There is hope for better planning in a local watershed restoration project mentioned in the local news this week that captures the new normal of Climate Change concerns. It’s sounds reality-based, accounting for some of the recent issues that are affecting all our water ecologies:

“The plan addresses five major themes: research, education, restoration, open space protection and regulation. Existing and emerging threats to the lake include: substantial development in the watershed; more intense use of the shoreline; new invasive species; potential for harmful algal bloom; need for more local management of septic systems; climate change causing more intense rain events, prolonged droughts and other impacts; building on more sensitive steep slope sites; increased boat traffic; increased aquatic vegetation growth; and potential hydrofracking operations.” (Plan addresses threats to Canandaigua watershed ,June 19, 2014) Daily Messenger)

As with all sustainability plans, it’s not just about Canandaigua Lake, or the Rochester region, or even the US. Climate Change is a worldwide phenomenon and must be addressed in time, at the right level, and in concert will all other plans (top-down, binding agreements like that proposed for Paris 2015) or they too will be delusional.

Dr. James E. Hansen, arguably our greatest climatologist (and now to be one of our greatest climate activists) questions Obama’s Clean Power Plan. Are we braking for Climate Change quickly and robustly enough?

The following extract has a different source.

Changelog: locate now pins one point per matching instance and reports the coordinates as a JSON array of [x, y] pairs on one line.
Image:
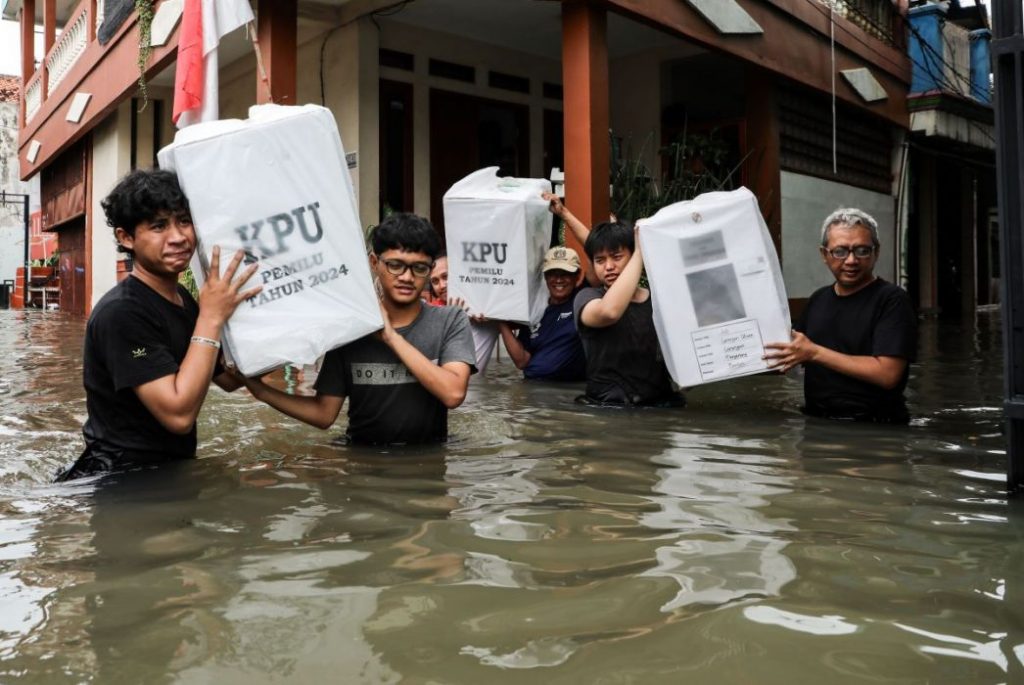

Too Little, Too Late? Oops? Many queries received: is Obama’s climate effort “too little, too late?” Closely related query: are we at an “oops” moment, a realization that we have pushed the climate system too far, so consequences such as ice sheet disintegration and large sea level rise are now out of our control? It so happens that I have been working, for a few years, on a paper aimed at a clear quantitative response to the “too late?” and “oops?” questions. I will be very scarce for the next couple of months, because I want that paper to be available by the time of the UN meetings in September. The answer re “too little?” is obvious from the fact that governments, ours included, are allowing and encouraging industry to go after every fossil fuel that can be found. Rather than dwelling on that fact, let’s consider the action needed to avoid “too late”. Citizens Climate Lobby just released a study by the non-partisan organization Regional Economic Models, Inc. (REMI), as a 3-page summary and a full report. Their comprehensive analysis of the impacts of a carbon fee-and-dividend in the United States, with 100% revenue distribution of the money to the public in equal shares as direct payments. The fee would start at $10/ton of CO2 and increase $10/ton each year; 100% of the revenue is returned to households, equal amounts to all legal residents. This approach spurs the economy, increasing the number of jobs by 2.1 million in 10 years. Emissions decrease 33% in 10 years, 52% in 20 years (19 June 2014) Dr. James E. Hansen | http://www.columbia.edu/~jeh1/

Though well-intentioned, many of the plans rushing to include Climate Change may be more concerned with consensus building and pleasing all the known stakeholders than the actual matter at hand. Climate Change is like no other issue humanity has ever faced. Business as usual is unlikely to solve the very problem it created. Our leaders must understand that in order to brake for Climate Change appropriately, it must be given a new priority, a priority so high that it dictates how we address all other priorities. Keeping our GHG emissions to a sustainable level and doing so fairly is the challenge of our times. When we get our priorities straight, we’ll realize there is no more pressing issue than Climate Change. Let’s hope we brake in time.